2.  **`HEA` (Hardware Efficient Ansatz):** Variational circuits designed to match specific hardware topologies, often used in VQE.
3.  **`RANDOM`:** Circuits with randomly placed gates, used for benchmarking cross-entropy benchmarking (XEB).
4.  **`EFFICIENT` (EfficientSU2):** A hardware-efficient heuristic ansatz with specific entanglement patterns.
5.  **`REAL_AMPLITUDES`:** A common ansatz for hybrid quantum-classical algorithms that uses only real-valued amplitudes.

---

## 📊 2. Feature Signatures: How the AI "Sees" Circuits
The model doesn't "read" the QASM code like a compiler. Instead, it looks at **structural signatures**:

* **`meyer_wallach`:** Helps distinguish between high-entanglement algorithms (like QFT) and low-entanglement shallow circuits.
* **`gate_entropy`:** Captures the randomness or regularity of gate distribution. QFT has very low entropy (highly structured), while RANDOM circuits have high entropy.
* **`adjacency`:** Shows how many qubits interact.
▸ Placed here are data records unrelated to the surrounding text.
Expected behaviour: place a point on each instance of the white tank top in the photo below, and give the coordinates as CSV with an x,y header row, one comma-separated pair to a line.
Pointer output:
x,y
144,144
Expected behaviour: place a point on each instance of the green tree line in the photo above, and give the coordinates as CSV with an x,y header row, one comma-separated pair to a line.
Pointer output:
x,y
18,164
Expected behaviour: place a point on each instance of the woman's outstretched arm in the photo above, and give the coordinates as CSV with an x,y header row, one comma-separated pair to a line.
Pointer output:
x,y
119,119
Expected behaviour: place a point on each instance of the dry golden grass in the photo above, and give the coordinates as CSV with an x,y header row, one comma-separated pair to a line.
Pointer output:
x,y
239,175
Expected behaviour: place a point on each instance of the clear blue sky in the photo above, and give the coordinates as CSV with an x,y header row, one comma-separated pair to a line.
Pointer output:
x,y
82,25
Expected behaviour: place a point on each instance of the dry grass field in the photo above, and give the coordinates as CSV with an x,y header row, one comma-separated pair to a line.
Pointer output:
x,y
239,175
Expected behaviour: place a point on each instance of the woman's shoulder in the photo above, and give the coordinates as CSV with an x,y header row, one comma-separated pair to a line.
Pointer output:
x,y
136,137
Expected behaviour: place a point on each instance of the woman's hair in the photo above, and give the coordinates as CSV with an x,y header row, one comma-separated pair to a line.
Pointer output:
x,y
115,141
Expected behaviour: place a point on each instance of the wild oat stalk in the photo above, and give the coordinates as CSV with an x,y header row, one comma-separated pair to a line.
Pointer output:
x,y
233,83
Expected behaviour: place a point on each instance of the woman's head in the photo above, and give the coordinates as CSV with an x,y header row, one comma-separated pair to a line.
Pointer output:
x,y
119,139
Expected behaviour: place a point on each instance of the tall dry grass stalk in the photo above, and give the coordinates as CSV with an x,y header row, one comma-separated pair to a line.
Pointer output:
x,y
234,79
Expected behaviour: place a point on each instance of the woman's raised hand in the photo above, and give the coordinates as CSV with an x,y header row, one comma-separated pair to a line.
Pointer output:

This is a key discriminator for "Transpilation" datasets.
* **`depth` & `cx_count`:** Provide the "vertical and horizontal" scale of the circuit.

---

## 🤖 3. Analyzing the Results
Once you click **"Run Classification"**, the system provides two main insights:

### A. The Confusion Matrix
This heatmap shows where the model is confident and where it is confused. 
* **Diagonal:** Correct predictions.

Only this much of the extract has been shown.